De tels commentaires nous ont été répétés à plusieurs reprises et cela s'explique par l'histoire de l'Abitibi, en particulier l'expérience de la colonisation. La colonisation qui est dans la mémoire de tous est celle qui a suivi le crash économique de 1929. À ce moment-là, le taux de chômage au Québec a dépassé les 30 % et les chômeurs s'entassaient dans les villes ayant perdu leur emploi et vivant de l'assistance publique.

Le gouvernement libéral du temps, le gouvernement Taschereau, a à ce moment participé dans le plan fédéral-provincial appelé le plan Gordon (1932-1934) et a mis lui même sur pied le plan Vautrin (1934-1936) de colonisation de diverses régions du Québec dont l'Abitibi. La colonisation consistait en l'envoi tout d'abord de chômeurs des zones urbaines puis plus tard d'autres personnes dont des fils de cultivateurs pour faire du défrichage et de l'agriculture sur des terres qui étaient souvent très peu fertiles, mis à part du fait que les chômeurs n'avaient aucune formation en agriculture.

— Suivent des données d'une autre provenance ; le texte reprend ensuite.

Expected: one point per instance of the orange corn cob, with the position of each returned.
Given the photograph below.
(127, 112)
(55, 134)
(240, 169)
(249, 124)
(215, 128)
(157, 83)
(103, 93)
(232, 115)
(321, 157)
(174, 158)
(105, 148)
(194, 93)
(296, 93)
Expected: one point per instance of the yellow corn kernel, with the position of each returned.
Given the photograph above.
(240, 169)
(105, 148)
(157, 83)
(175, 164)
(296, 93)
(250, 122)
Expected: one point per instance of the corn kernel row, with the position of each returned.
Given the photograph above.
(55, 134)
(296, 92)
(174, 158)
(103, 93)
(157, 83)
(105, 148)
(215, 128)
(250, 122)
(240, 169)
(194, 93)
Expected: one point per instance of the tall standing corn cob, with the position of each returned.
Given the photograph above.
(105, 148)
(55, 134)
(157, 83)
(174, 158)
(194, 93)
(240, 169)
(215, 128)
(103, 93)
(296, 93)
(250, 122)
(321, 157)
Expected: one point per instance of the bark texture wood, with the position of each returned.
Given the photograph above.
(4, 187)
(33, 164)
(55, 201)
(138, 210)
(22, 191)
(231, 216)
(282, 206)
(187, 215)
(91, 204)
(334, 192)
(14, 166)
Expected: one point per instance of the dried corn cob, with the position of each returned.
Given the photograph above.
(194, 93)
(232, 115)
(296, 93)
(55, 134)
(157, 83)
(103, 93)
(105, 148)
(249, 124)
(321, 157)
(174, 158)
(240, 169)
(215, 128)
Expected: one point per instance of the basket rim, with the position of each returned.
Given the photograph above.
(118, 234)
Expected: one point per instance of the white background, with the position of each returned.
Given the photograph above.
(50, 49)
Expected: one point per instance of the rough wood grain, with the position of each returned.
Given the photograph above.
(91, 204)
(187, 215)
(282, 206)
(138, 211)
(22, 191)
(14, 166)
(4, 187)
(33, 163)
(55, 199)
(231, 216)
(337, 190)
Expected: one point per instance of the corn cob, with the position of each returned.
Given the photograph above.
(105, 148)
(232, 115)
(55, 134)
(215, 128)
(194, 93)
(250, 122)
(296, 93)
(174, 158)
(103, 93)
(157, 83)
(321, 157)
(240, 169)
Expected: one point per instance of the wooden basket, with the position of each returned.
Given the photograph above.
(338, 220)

Comme le déclarait Taschereau en 1931 :

« Que nos ouvriers qui chôment dans les villes aillent sur la terre. Faisons-en des colons. Ce mouvement est commencé et nous voulons lui donner toute l'ampleur possible. Beaucoup de ces ouvriers établis sur ces terres se disent heureux. J'espère qu'ils y resteront, qu'il demeureront heureux et feront de bons cultivateurs ».

Dans le cadre du plan Vautrin, plus de 29 000 colons se sont établis dans les différentes régions du Québec, dont 60 % (plus de 16 000) en Abitibi-Témiscamingue. À elle seule, l'Abitibi en a accueilli plus de 12 000.

Les travailleurs se réfèrent souvent à cette période comme à une période de « misère noire » où les familles tiraient à peine de quoi vivre de la terre et le père devait s'exiler vers les campements forestiers l'hiver sinon la famille aurait été dans une situation des plus précaires. Souvent, même sur la terre, le cultivateur ne survivait qu'en coupant le bois qui était sur son lot et en le vendant. C'est largement par la migration vers les secteurs forestier et minier que les travailleurs se sont sortis de la plus grande misère.

L'église catholique a joué un grand rôle pour promouvoir et organiser la colonisation. Elle a notamment joué un rôle clé dans la justification idéologique du déplacement des chômeurs et d'autres personnes hors des grands centres urbains.

Le thème qu'elle a développé c'est celui du retour à la terre comme planche de salut pour ce qu'elle appelaient la nation canadienne-française. Planche de salut voulait dire éviter la déperdition et la corruption qui sévissait dans les villes et cela voulait dire aussi le culte de la pauvreté et de la misère, pas pour l'église évidemment, mais pour les ouailles, c'est-a-dire la population de la colonie.

À ce culte et cette mystique de la pauvreté s'ajoutaient le pouvoir exercé sur l'éducation, les hôpitaux et les services sociaux qui étaient dominés par l'Église et l'ingérence dans la vie privée des gens, les abus de toutes sortes, notamment contre les enfants, dont les enfants autochtones mais surtout les orphelins, ainsi que contre les femmes et les familles.

C'est forts de cette expérience directe que plusieurs travailleurs appuient l'idée d'une Charte des valeurs qui élimine les signes religieux des institutions publiques, lesquelles institutions sont devenues publiques au début des années 1960 avec par exemple la création du ministère de l'Éducation en 1964.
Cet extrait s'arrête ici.